Clay had a nose for what was emerging in the city. He had an extraordinary sense of the moment. You don’t want to be too ahead, or too behind. What you could say defined New York magazine was the combination of high and low. We wanted to know both spectrums. The rich people and how they were hustling, and how the ordinary people were concerned with buying underwear cheaply.
After Martin Luther King was murdered, I was in my living room walking around, feeling like a part of the world had come to an end. Clay called me up and said, “You call yourself a reporter! Get up to Harlem and report!” He always had his mind on the story. Clay accumulated writers; writers would follow Clay anywhere.
At Esquire, Clay and Harold Hayes were up for the top job and Harold won. Clay left, and as managing editor I was offered the choice of his office or an office with a window. I chose the office he chose. He left stuff behind, and I had to send all of it to his apartment. I had an image of him as a kind of playboy; he wasn’t the dutiful bourgeois that I was. He had tap shoes in there. I was like, who was this guy?
Felker was the first editor that I knew who had a lot of parties in his apartment. His parties seemed to be made up of cover-story people. The first time I went to a party was after I wrote my first piece for Esquire—he invited young writers over to his house. It seemed to me that every person at his house was a celebrity. It was long before the Graydon Carters were having parties at Oscar time. He had good-looking women and recognizable faces, a full room of them. He cultivated powerful and famous people at night. Who were the famous people then? Sammy Davis Jr., Jake Javits—all the time he was there—and cover girls. He had a very public sense of who he was. Within the walls of his East 50s apartment, you didn’t need to be introduced.

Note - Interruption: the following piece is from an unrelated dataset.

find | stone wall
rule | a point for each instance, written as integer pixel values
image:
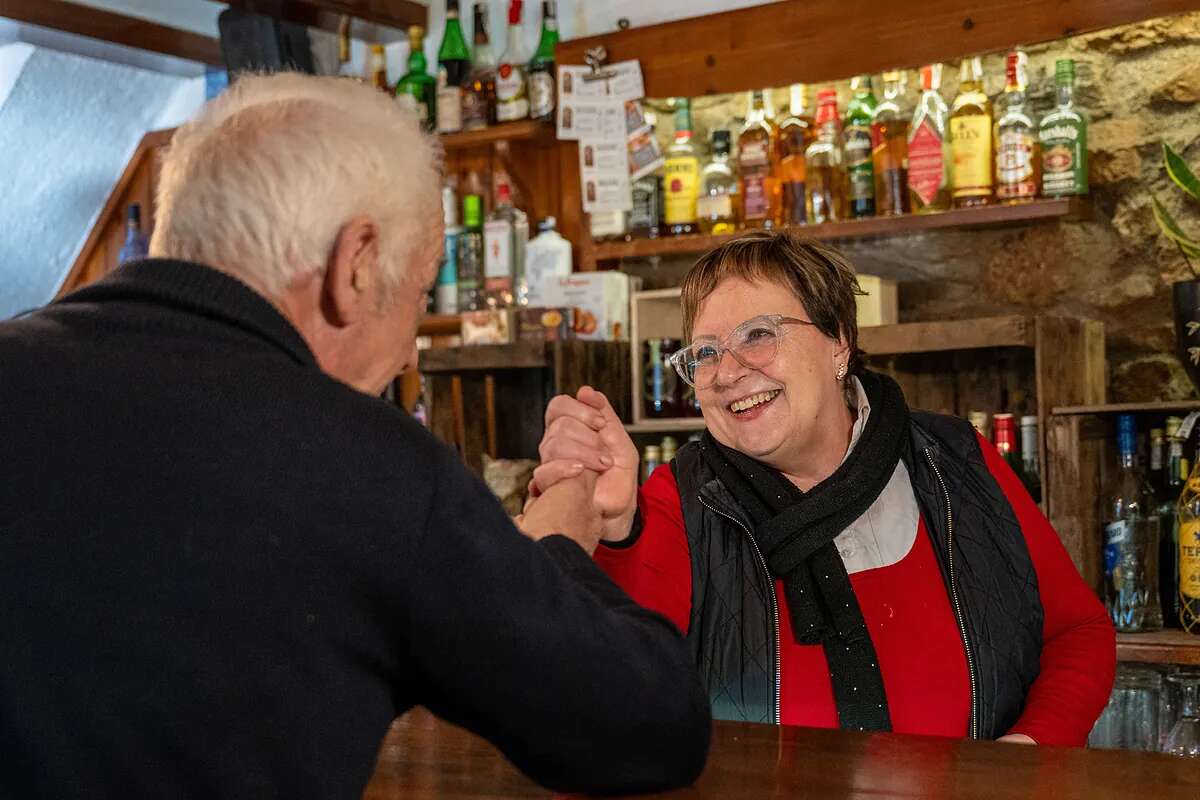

Clay and I met at the New York Herald Tribune in the late spring or early summer of 1963. [To start New York magazine], Clay was rounding up money the hard way, by calling on investment bankers, well-heeled lovers of the arts, to buy the name “New York” as a magazine name. And maybe along with the deal came a chair and a desk and not a hell of a lot more. He rounded up the initial capital and the initial people in the spring of 1968, when the first issue of New York as a freestanding magazine came out not folded into a newspaper.